PROPOSAL—PLAY WITH FOUR-MAN TEAMS.
Premise: Taking two men off the floor would speed up the game and make the centers less dominant.
Notable quotable: San Antonio forward Mike Mitchell says, "I don't think you'll ever see four men out there, but I wouldn't be against having six."
Sorry, Mike—it's a virtual certainty that the NBA will never go the route of girls' basketball in Iowa. But the concept of a four-man game is not absurd, though it is now discussed only late at night behind closed doors with the stereo turned up real loud. You can imagine what Phoenix's Colangelo thinks of it. "Four-man game?" he says. "Whoever wrote that, or thought about it—he died."

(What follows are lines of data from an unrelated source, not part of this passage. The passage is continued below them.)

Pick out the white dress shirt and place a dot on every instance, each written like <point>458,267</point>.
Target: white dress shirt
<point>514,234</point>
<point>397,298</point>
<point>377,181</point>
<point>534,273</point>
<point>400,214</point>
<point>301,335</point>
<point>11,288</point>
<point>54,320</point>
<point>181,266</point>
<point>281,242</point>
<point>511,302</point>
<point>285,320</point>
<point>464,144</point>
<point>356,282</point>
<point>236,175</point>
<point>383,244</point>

One of the people thinking about it is CBS commentator Billy Packer, who is very much alive and more than willing to expound on his theories about the necessity of four-man NBA teams. Packer believes that the pivot position is entirely too pivotal in the NBA; the very history of the league was shaped by big centers: There was a Mikan era, followed by a Russell-Chamberlain era, followed by an Abdul-Jabbar era. Without a dominant center, even great players rarely win an NBA title. Oscar Robertson needed Abdul-Jabbar, Jerry West needed Wilt Chamberlain, Julius Erving needed Moses Malone. The incomparable Elgin Baylor, who played the first seven years of his career with centers whom he out-rebounded, never won a championship. Could Larry Bird win a title without a dominant center? We don't know; he's always had a Dave Cowens or a Parish and a McHale—and now he has a Bill Walton, too. Magic without Abdul-Jabbar? Perhaps. We'll see in the coming years. Will Isiah Thomas ever get the chance? Dominique Wilkins?
Still, the four-man game, even for those who acknowledge that it would put a premium on skill and speed, is an alien concept. "It's tampering with the fabric of the game," says Houston's Patterson. Loughery likes the idea but doesn't give it much thought "because it will never, ever happen." Bird sees too much of the natural order of things in the five-man game, things like grappling for position and defensive switches that make for creative passing. "Besides," he adds, "with two less people on the court, you couldn't get away with nearly as much."
But hold on. Support for Packer's idea comes from a surprising source. Abdul-Jabbar, one of the primary examples of the over-dominant center, has this to say about the four-man game: "You'd still get the dynamics of the interplay between all the positions, but it would be less crowded, and it probably would be easier to officiate. With four guys it would make for a different game, insofar as you wouldn't have all the interplay, but you'd have most of it there. I think it's the only change in the game that makes sense."
And don't even consider that four-man basketball is a plot by stingy NBA management to save money on players' salaries by reducing roster size. The stepped-up pace of the game would demand more frequent substitutions.
Let's face it. There's not as much magic to the number five in basketball as there is to, say, nine in baseball. Kids grow up playing two-on-two and three-on-three more frequently than they play five-on-five. Most NBA teams do daily four-on-four drills, either to work on conditioning or to formulate defensive game plans. Game situations are almost always three-on-two or two-on-one, rather than five-on-five. Precious few offensive sets involve all five players.
Naismith had 18 kids in that first gym class, so he put nine-man teams on the court. The number was soon reduced to five and made official in 1893. Almost a century has gone by since then. Might it be time for a change?